Amazing Fulfillments at Shavuot or Pentecost

From the day after the Sabbath, the day you brought the sheaf of the wave offering, count off seven full weeks. Count off fifty days up to the day after the seventh Sabbath, and then present an offering of new grain to the Lord. From wherever you live, bring two loaves made of two-tenths of an ephah of the finest flour, baked with yeast, as a wave offering of firstfruits to the Lord. Present with this bread seven male lambs, each a year old and without defect, one young bull and two rams. They will be a burnt offering to the Lord, together with their grain offerings and drink offerings—a food offering, an aroma pleasing to the Lord. Then sacrifice one male goat for a sin offering and two lambs, each a year old, for a fellowship offering. The priest is to wave the two lambs before the Lord as a wave offering, together with the bread of the firstfruits. They are a sacred offering to the Lord for the priest. On that same day you are to proclaim a sacred assembly and do no regular work. This is to be a lasting ordinance for the generations to come, wherever you live.  (Leviticus 23:15–21, NIV)

Shavuot or "Weeks" in Hebrew gains its Pentecost label from the Greek word for Fifty, because this harvest (Exodus 23:16) festival is tied tightly to Passover and the Feast of the First Fruits. It's usually observed on the 6th or 7th day of Sivan in Israel. 

Back to spectacular fulfillments:

  • Jesus was crucified on Passover as our Passover lamb (1Corinthians 5:7) and three days later He rose on the Feast of First Fruit! Note later in 1Corinthians 5:20 "But Christ has indeed been raised from the dead, the firstfruits of those who have fallen asleep." Pentecost is 50 days from the First Fruits. Jesus was the first fruit of the great harvest in fullest form.
  • This harvest then turns to those who would be redeemed by His sacrifice when 50 days later during Shavuot, as His disciples prepared for the Harvest Festival, likely by studying and meditating on the significance of the Feast (Acts 2:1-4):
    • Shavuot was also the day that the Law was given on Mt. Sinai. Numbers 19 clarifies this day.
    • On Mt.
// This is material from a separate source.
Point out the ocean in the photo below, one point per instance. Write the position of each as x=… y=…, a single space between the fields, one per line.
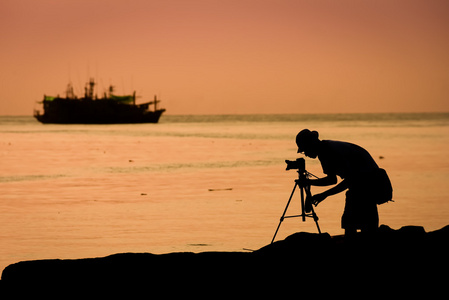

Sinai, they would have reflected on the sound and fury: “The voice of the LORD strikes with flashes of lightning. The voice of the LORD shakes the desert; the LORD shakes the Desert of Kadesh.” (Psalm 29:7–8, NIV)
    • An ancient fragment targum (from Cairo Geniza) captures the Jewish tradition of those same events in Numbers : “The first commandment, when it left the mouth of the Holy One . . . as meteors and lightening and as torches of fire; a fiery torch to its right and a fiery torch to its left, which burst forth and flew in the air of the heavenly expanse; it proceeded to circle around the camp of Israel.”
    • Jewish tradition also holds that the 70 elders of Israel had flames then rest above their heads as they spoke in the 70 languages of the world (see Genesis 10 as it marks out seventy nations "each with its own language"). Thus, this first Shavuot was  a reversal of the curse of Genesis 11's Tower of Babel when God scattered the nations and confused their languages. Now He extends His grace to them by expressing His covenant in languages of all the nations. His harvest begins on this day, the birthday of Israel.
    • As the disciples reflect on these glories of Pentecost, they also begin to hear a loud, violent, and rumbling sound from heaven — the Holy Spirit! The harvest is about to be fulfilled with a new birthday for God's people: the birthday of His Church.
    • Through the Holy Spirit, 3000 are harvested as fulfillment of the second harvest festival. Jesus fulfilled the Feast of First Fruits, and we are now fulfilling the Feast of the Harvest or Shavuot. 
    • Amazingly, this harvest extends beyond Israel. Two loaves are offered at Shavuot rather than one. This second loaf may point to a second harvest of Gentiles that mercifully includes us.
    • A final note of encouragement (especially when Satan tried to accuse us) on our less-than-holy days: only these loaves are offered in the Temple with leaven. All other sacrifices are cleansed of leaven. Thus, while we are harvested, washed, sanctified and justified by the Holy Spirit (1 Corinthians 6:10-11), we are still in a battle between Flesh and Spirit (Galatians 5:13-18). God knows this about us; He prophesied it. But we continue to be refined and sanctified but the Spirit despite our ever present flesh.
  • There's one more Feast toward which we strain in eager anticipation, Succoth or Tabernacles. It's the last feast and the final redemption when we no longer tabernacle here in temporary dwelling but enter into the great reward (1 Thessalonians 4:16-17) having been sanctified through and through, kept blameless at the coming of our Lord Jesus Christ (1 Thessalonians 5:23). Succoth marks the temporary dwelling in the desert until God's people enter into the promise land. It's also the last great harvest of the year for Israel. For us, it will be both a great and awesome final harvest and our joyful entry into the Promised Land, the New Heaven and the New Earth. Maranatha!